McDonnell's assessment, collected from his experience at the secluded institute, formed the basis of a 29-page Army document that featured detailed explanations of hypnosis, holograms, and out-of-body experiences. The document placed these phenomena in the context of larger ideas of consciousness, energy, space-time, quantum subatomic particles, and so-called astral projection, a practice that aims to transport consciousness around a metaphysical plane—a central idea in McDonnell's assessment.
McDonnell cited a metaphor penned by Monroe Institute employee Melissa Jager in order to illustrate the nature of hypnosis. The metaphor says that a normal state of consciousness is like a lamp, which emits light in a "chaotic, incoherent way." However, a hypnotized state of consciousness is said to be like a laser beam, whose thoughts and energy are focused like a "disciplined stream" of light.

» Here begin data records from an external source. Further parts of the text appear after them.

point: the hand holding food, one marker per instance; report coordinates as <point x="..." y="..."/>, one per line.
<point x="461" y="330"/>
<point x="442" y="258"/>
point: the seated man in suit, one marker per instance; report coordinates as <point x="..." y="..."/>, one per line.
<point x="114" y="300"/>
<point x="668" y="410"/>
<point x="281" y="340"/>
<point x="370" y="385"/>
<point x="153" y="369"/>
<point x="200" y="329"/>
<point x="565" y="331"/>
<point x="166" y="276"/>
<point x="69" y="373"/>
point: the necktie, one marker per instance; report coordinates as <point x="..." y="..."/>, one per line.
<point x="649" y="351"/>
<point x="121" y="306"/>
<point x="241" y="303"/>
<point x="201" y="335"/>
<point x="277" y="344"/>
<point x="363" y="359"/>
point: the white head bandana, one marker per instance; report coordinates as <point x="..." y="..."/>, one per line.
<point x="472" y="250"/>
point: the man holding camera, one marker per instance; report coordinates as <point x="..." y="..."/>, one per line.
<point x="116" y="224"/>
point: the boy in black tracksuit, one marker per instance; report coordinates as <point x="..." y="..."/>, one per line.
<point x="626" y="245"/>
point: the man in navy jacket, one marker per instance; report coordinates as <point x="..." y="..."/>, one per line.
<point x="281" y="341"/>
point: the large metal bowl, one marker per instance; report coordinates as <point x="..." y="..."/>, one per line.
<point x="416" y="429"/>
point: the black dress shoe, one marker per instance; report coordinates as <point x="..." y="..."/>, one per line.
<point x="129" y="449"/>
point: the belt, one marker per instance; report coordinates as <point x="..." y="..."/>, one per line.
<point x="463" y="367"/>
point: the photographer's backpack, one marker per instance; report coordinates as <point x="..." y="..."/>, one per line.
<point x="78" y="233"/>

The explanations in the 29-page document also feature hand-drawn visual aids illustrating the more complex topics. Image: CIA

Image: CIA

Image: CIA
"Intuitional insights of not only personal but of a practical and professional nature would seem to be within bounds of reasonable expectations," McDonnell wrote, in reference to parapsychology.
In other words, Commander McDonnell concluded, hypnosis and astral projection are worth the Army's while.
Officers accepted into Project Center Lane underwent hypnosis and practiced reaching the so-called "astral plane," with the goal of learning foreign languages and undergoing what the documents only refer to as "habit control training."

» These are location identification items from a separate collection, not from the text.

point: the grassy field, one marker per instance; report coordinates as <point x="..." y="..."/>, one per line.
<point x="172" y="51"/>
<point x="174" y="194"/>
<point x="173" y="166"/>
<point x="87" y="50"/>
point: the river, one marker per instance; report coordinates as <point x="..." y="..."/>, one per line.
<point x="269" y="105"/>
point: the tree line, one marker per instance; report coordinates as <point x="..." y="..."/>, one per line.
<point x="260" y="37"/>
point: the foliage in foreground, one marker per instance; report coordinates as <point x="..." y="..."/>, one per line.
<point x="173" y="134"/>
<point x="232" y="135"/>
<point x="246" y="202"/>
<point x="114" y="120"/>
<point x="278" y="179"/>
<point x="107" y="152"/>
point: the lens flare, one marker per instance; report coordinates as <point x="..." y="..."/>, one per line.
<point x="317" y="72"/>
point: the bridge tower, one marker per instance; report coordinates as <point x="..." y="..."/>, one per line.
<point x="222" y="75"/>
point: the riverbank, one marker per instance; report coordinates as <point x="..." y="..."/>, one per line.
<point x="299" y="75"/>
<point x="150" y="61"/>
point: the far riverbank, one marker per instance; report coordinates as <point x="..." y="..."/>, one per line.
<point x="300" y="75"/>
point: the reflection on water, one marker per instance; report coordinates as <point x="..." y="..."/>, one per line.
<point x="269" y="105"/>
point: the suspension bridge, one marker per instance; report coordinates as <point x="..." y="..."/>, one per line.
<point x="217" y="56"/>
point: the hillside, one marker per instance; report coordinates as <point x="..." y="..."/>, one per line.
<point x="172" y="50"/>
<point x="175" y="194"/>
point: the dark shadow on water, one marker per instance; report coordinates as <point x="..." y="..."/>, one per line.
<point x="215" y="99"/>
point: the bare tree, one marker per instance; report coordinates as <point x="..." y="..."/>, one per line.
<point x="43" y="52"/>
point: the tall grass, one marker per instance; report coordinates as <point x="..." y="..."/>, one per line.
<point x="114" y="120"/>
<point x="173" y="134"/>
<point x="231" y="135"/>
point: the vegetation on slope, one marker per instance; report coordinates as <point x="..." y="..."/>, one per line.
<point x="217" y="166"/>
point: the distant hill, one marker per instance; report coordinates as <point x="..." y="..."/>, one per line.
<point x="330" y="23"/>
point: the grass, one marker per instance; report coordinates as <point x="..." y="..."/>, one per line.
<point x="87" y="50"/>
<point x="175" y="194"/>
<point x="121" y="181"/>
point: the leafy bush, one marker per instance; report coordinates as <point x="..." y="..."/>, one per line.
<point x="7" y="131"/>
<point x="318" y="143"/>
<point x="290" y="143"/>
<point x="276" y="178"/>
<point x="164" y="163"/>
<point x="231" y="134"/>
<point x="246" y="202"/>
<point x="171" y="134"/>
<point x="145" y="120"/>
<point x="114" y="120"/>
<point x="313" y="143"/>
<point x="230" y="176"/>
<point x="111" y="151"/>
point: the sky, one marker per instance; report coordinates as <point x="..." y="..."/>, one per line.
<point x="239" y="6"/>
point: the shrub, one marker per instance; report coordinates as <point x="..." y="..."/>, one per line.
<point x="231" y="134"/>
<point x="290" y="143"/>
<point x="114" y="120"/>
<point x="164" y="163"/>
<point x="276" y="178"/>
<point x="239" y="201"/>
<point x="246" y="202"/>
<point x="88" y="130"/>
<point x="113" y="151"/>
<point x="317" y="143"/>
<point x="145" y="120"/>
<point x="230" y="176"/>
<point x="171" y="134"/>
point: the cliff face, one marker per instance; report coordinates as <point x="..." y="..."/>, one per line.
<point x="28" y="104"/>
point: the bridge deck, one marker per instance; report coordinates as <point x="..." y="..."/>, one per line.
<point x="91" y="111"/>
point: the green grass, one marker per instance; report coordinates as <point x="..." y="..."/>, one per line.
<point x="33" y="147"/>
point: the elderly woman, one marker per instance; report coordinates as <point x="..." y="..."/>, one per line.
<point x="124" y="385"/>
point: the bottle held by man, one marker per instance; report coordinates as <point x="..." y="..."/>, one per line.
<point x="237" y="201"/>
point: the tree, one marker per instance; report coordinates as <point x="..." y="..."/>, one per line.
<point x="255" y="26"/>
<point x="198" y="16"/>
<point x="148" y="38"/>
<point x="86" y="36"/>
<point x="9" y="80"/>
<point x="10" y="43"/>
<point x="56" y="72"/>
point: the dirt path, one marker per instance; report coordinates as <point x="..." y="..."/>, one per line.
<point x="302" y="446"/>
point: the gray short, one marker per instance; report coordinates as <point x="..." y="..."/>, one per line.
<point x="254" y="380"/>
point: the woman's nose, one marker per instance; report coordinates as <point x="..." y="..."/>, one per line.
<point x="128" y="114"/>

According to one of the declassified Army files, 251 Army intelligence candidates were selected for the first year of experimentation. Of those candidates, 117 were interviewed under the impression that they were taking a survey. The document gives no specifics about the survey itself, but does indicates that the interviewer asked fairly direct questions about "psychoenergetics."
"Individuals who had objections to the military use of psychoenergetics were not considered for the final selection," the document reads. "Additionally, individuals who displayed an unreasonable enthusiasm for psychoenergetics, occult fanatics and mystical zealots were not considered for final selection."
Between 30 and 35 of the original 251 candidates were said to have "desired" traits, such as open-mindedness and intelligence, that made them suited for the program.
Intelligence officers who were accepted to the program were sent to the Monroe Institute. Officers would then listen to the "Hemi-Sync" audio. After this, one of the institute's research associates would guide intelligence officers into the astral plane, a psychic space in which the institute said that the officers supposedly could heighten their sensory experiences, heal their bodies, travel into the past or future, or even solve real-world dilemmas without the restraints of a physical body.
Another technique known as "remote viewing" was also employed upon government employees of an unknown agency, according to a declassified document from 1982. The document doesn't specifically mention the Army or the Monroe Institute, but it precisely follows the description of remote viewing which was explained in detail in a 1983 document that explicitly mentions the facility.


The goal of the psychic session was to make the subject remotely view Mars in the year 1 million B.C. According to the transcript, an interviewer read coordinates and verbal cues to a subject, who claimed to see dust storms, alien structures, and even an ancient alien race."Very tall, again, very large people," the unidentified subject said, according to the transcript. "But they're thin. They look thin because of their height. And they dress like—oh, hell—it's like a real light silk. But it's not flowing type of clothing. It's cut to fit. They're ancient people. They're dying. It's past their time or age. They're very philosophic about it. They're looking for a way to survive and they just can't."I reached out to the US Army Intelligence and Security Command, the specific intelligence unit that had a relationship with the Monroe Institute, for any information about its use of Hemi-Sync technology. Ron Young, an INSCOM representative, told me in an email that after checking with the unit's division at Fort Meade, Maryland, "no records are on file for the technology you request information on."Young pointed out that the US Army Operational Group (AOG), featured in the heading of a 1983 document, was disbanded in 1995, after which all files relevant to the Monroe Institute were transferred to whichever agency absorbed the AOG. (The files were later released under a Freedom of Information Act request.) Young couldn't tell me which agency absorbed the AOG.